Rope ini adalah alat panjat tebing yang wajib karena fungsi utamanya sebagai pengaman apabila pemanjat terjatuh. Panjang maksimal sebuah tali untuk memanjat adalah 50 meter. Rope atau tali ini dikalangan pemanjat sering disebut dengan kernmatel atau tali kernmantel. Rope dibagi menjadi tiga yaitu statis , dinamis dan semi.
 

2. Carabiner ( snapling atau cicin kait )

 
Alat panjat ini digunakan sebagai penghubung antara tali dengan pemanjat, tali dengan tali, pemanjat dengan anchor sebagai pengaman untuk panjat tebing. Sebaiknya terbuat dari alumunium alloy yang ringan tapi mempunyai kekuatan tinggi. UIAA mengharuskan carabiner dapat menahan beban minimal 1200 kg force / 2700 pounds. 
 
Sedangkan carabiner yang terbuat dari baja mempunyai kekuatan 10.000 pounds namun relative lebih berat. berdasakan bentuknya carabiner dibagi menjadi 2 yaitu Non Screw Gate Carabiner dan Srew Gate Carabiner.

3. Sling

Sling dalah alat panjat tebing yang terbuat dari tabular webbing atau dari prusik yang berfungsi sebagai penghubung, pengaman pada anchor, mengurangi gaya gesek dengan memperpanjang point, dan mengurangi gerakan yang akan menambah beban.

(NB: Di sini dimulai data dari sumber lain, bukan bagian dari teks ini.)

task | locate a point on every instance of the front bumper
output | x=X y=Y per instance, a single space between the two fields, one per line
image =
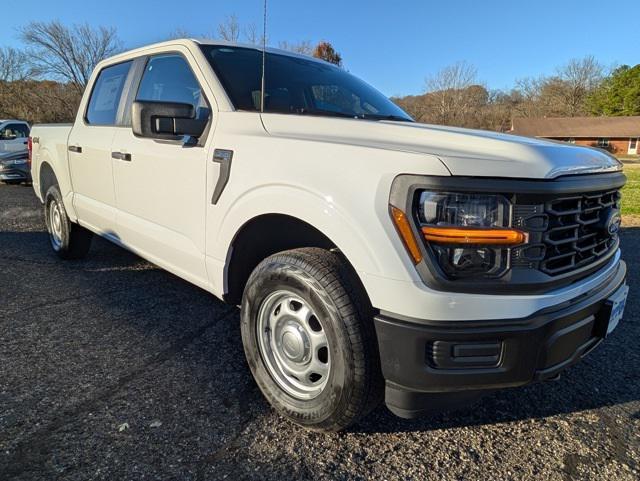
x=434 y=363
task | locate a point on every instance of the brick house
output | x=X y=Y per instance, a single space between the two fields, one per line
x=619 y=135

Dalam penggunaannya sling digabungkan dengan carabiner dengan menggunakan simpul jangkar.
 

4. Harness

 
Adalah alat panjat yang berfungsi sebagai pengaman pemanjat saat di tebing, yang terikat pada pinggang pemanjat. Dengan menahan beban tubuh pemanjat ketika terjatuh supaya beban terdistribusi ke tali dan tidak mematahkan pinggang.
 
Harnes ada 3 macam, yaitu :
Chest harness
Seat harness dan 
Full body harness
 

5. Helmet

 
Bagian tubuh yang paling lemah adalah kepala, sehingga pemanjat perlu mengenakan helmet salah satu alat panjat tebing untuk melindungi kepala dari benturan tebing saat pemanjat terjatuh atau bila ada batu yang berjatuhan. Meskipun helmet agak mengganggu, tetapi kita akan terhindar dari kemungkinan terluka atau keadaan fatal.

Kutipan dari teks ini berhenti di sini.